Al saberse ganador, recordó Vilchis Esquivel, el maestro Aceves Navarro le comentó: “Quiero regalarme mi premio. Quiero ir a la tienda Celaya a comprar los dulces que me compraba mi mamá”.

La experta trabajó cuatro años con el autor de Canto triste por Biafra (1979) para escribir el libro Método de dibujo de Gilberto Aceves Navarro, lo que le implicó que tomara clases de dibujo con él en su estudio de la colonia Roma.

“Entraba a su biblioteca y me iba platicando su historia, de cómo se había formado en el arte y la cultura, y me fue prestando los libros conforme él los fue leyendo en la vida”.

La última vez que Vilchis Esquivel vio a su amigo fue a principios de año cuando éste se sentía preocupado por no tener inspiración.

“En algún momento, cuando enfermó, me dijo: ‘estoy muy deprimido porque siento que ya no voy a poder dibujar’. Entonces le pregunté en esa ocasión: ¿dónde están los pinceles, maestro? Su expresión fue: ‘los pinceles los tengo en la mano’. Esa frase se la recordé en enero, fui a visitarlo y vimos sus libros hasta que empezó a hacer bocetos”, narró.

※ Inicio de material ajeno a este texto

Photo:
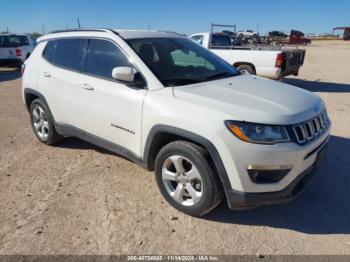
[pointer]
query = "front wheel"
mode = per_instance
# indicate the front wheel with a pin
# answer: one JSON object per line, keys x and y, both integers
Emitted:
{"x": 42, "y": 123}
{"x": 186, "y": 178}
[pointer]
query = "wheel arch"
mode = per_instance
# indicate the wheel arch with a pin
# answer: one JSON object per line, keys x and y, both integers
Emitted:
{"x": 160, "y": 135}
{"x": 30, "y": 95}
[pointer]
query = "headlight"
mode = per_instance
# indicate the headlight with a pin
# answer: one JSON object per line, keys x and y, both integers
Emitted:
{"x": 258, "y": 133}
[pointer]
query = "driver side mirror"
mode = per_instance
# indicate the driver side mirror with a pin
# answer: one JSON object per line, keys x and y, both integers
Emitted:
{"x": 128, "y": 75}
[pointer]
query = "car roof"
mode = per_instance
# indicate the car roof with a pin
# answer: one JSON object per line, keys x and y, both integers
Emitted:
{"x": 126, "y": 34}
{"x": 131, "y": 34}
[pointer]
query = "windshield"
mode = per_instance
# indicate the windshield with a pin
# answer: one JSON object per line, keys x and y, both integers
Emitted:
{"x": 180, "y": 61}
{"x": 13, "y": 41}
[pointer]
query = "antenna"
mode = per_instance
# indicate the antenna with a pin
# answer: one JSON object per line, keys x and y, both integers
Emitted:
{"x": 78, "y": 22}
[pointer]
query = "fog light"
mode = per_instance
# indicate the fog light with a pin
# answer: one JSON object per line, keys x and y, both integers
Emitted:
{"x": 268, "y": 174}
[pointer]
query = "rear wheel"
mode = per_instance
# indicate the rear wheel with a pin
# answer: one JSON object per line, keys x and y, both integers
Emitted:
{"x": 42, "y": 123}
{"x": 186, "y": 178}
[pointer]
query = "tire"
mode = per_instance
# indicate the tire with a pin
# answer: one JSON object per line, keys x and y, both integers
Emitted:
{"x": 42, "y": 123}
{"x": 186, "y": 178}
{"x": 246, "y": 68}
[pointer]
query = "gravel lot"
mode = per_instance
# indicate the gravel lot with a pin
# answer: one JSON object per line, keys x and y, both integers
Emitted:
{"x": 75, "y": 198}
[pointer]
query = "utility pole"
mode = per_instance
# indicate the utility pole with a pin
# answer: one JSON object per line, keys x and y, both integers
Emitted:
{"x": 78, "y": 22}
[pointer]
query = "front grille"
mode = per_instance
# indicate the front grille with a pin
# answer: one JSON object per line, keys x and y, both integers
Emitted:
{"x": 311, "y": 129}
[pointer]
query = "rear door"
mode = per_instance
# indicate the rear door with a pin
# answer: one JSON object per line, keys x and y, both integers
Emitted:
{"x": 110, "y": 110}
{"x": 59, "y": 76}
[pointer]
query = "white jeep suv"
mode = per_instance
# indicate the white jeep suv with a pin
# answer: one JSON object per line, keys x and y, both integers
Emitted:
{"x": 170, "y": 105}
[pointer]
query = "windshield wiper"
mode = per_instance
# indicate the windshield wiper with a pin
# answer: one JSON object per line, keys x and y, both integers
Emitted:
{"x": 218, "y": 76}
{"x": 181, "y": 81}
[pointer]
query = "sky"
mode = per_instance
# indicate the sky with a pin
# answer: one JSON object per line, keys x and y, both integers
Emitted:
{"x": 309, "y": 16}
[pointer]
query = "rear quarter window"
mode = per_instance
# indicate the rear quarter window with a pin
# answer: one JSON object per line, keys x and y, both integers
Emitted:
{"x": 66, "y": 53}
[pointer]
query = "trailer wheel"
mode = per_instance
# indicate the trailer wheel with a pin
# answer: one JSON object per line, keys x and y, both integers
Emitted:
{"x": 246, "y": 68}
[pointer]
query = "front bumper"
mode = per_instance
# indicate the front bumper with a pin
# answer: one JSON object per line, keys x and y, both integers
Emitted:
{"x": 242, "y": 192}
{"x": 240, "y": 200}
{"x": 244, "y": 200}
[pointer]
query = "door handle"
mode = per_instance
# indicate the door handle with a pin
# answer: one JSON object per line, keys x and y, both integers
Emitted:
{"x": 88, "y": 87}
{"x": 46, "y": 74}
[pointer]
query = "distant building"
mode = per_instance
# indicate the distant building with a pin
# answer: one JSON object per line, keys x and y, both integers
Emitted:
{"x": 346, "y": 35}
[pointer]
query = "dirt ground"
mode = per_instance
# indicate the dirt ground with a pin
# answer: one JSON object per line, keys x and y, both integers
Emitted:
{"x": 75, "y": 198}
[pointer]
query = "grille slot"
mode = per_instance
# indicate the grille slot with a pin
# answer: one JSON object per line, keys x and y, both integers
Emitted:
{"x": 311, "y": 129}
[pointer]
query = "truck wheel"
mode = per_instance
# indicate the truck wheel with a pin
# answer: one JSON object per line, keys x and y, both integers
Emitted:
{"x": 42, "y": 123}
{"x": 246, "y": 68}
{"x": 186, "y": 179}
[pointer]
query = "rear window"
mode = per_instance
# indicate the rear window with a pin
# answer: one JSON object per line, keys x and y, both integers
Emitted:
{"x": 66, "y": 53}
{"x": 220, "y": 40}
{"x": 13, "y": 41}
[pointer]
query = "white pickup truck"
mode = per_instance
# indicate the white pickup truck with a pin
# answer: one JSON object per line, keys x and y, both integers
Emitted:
{"x": 15, "y": 49}
{"x": 270, "y": 62}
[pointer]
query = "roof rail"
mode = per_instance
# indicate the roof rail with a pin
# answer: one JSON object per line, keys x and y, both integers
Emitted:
{"x": 80, "y": 30}
{"x": 171, "y": 32}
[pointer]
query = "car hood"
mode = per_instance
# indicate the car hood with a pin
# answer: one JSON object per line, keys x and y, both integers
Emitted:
{"x": 253, "y": 99}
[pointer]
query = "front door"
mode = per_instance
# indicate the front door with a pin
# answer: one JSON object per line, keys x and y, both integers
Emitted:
{"x": 109, "y": 110}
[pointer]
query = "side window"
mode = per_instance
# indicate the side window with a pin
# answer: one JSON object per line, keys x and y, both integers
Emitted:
{"x": 66, "y": 53}
{"x": 198, "y": 39}
{"x": 48, "y": 50}
{"x": 102, "y": 57}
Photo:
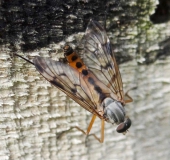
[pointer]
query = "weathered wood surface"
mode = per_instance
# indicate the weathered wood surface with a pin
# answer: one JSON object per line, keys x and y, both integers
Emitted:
{"x": 34, "y": 115}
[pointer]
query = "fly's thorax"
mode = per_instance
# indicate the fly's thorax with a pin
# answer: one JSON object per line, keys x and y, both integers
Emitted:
{"x": 73, "y": 59}
{"x": 114, "y": 111}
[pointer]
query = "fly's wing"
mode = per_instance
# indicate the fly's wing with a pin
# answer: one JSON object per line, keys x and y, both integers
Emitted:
{"x": 68, "y": 80}
{"x": 99, "y": 58}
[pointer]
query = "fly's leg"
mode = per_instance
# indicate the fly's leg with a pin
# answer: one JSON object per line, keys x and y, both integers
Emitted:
{"x": 128, "y": 99}
{"x": 89, "y": 127}
{"x": 101, "y": 139}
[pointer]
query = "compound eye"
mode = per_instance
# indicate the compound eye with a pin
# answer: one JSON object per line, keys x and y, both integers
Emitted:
{"x": 124, "y": 126}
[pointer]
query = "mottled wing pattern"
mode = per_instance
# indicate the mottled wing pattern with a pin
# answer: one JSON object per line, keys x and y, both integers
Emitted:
{"x": 68, "y": 80}
{"x": 99, "y": 58}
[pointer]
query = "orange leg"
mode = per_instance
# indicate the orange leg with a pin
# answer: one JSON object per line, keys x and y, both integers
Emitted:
{"x": 90, "y": 126}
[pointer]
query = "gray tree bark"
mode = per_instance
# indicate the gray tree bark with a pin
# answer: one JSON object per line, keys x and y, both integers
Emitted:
{"x": 36, "y": 117}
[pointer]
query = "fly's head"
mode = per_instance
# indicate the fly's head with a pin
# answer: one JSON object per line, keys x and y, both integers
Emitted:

MURALES. “En sus primeros años, Aceves Navarro trabajó un mural muy figurativo con Luis Arenal, en el Palacio de Gobierno de Chilpancingo, ahí empezó a hacer sus pininos. Hay algunos murales de su primera etapa, por ejemplo, en el Banco de Londres en México, en la colonia Roma que habría que volver a ellos”, comentó Guillermina Guadarrama, historiadora del arte.

Los últimos murales que realizó Aceves Navarro se encuentran en la Facultad de Artes y Diseño, en Xochimilco, y en la Avenida Yucatán, cuando con grupo de estudiantes pintaron una serie de murales callejeros, añadió.

“Fue motivador, creador y maestro de muchas generaciones en la Facultad de Artes y Diseño. Fue un formador, un dador de conocimiento y entregado, e incluso en su taller, a recibir a los jóvenes para seguir dialogando con ellos”, destacó.

Aceves Navarro realizó en 2009 una gran exposición retrospectiva en el Museo del Palacio de Bellas Artes.

Entre sus obras más reconocidas destacan Poema floral, mural al óleo pintado en 1968 para el Pabellón de México, en la Hemisfair de San Antonio, Texas; Yo canto a Vietnam, realizada en 1970 para el Pabellón de México, en la Feria Mundial de Osaka, Japón; Canto triste por Biafra, políptico al óleo de cinco piezas del Museo de Arte Moderno; Apoteosis de Don Manuel Tolsá y las musas románticas, técnica mixta que se encuentra en la explanada de la Facultad de Artes Diseño y los murales Agredida por los zancudos y Los músicos, el primero, acrílico sobre lámina de fierro, instalado para el Museo Rayo, Roldanillo, Colombia, y el segundo, acrílico sobre tela, ubicado en la ciudad de Nueva York, Estados Unidos.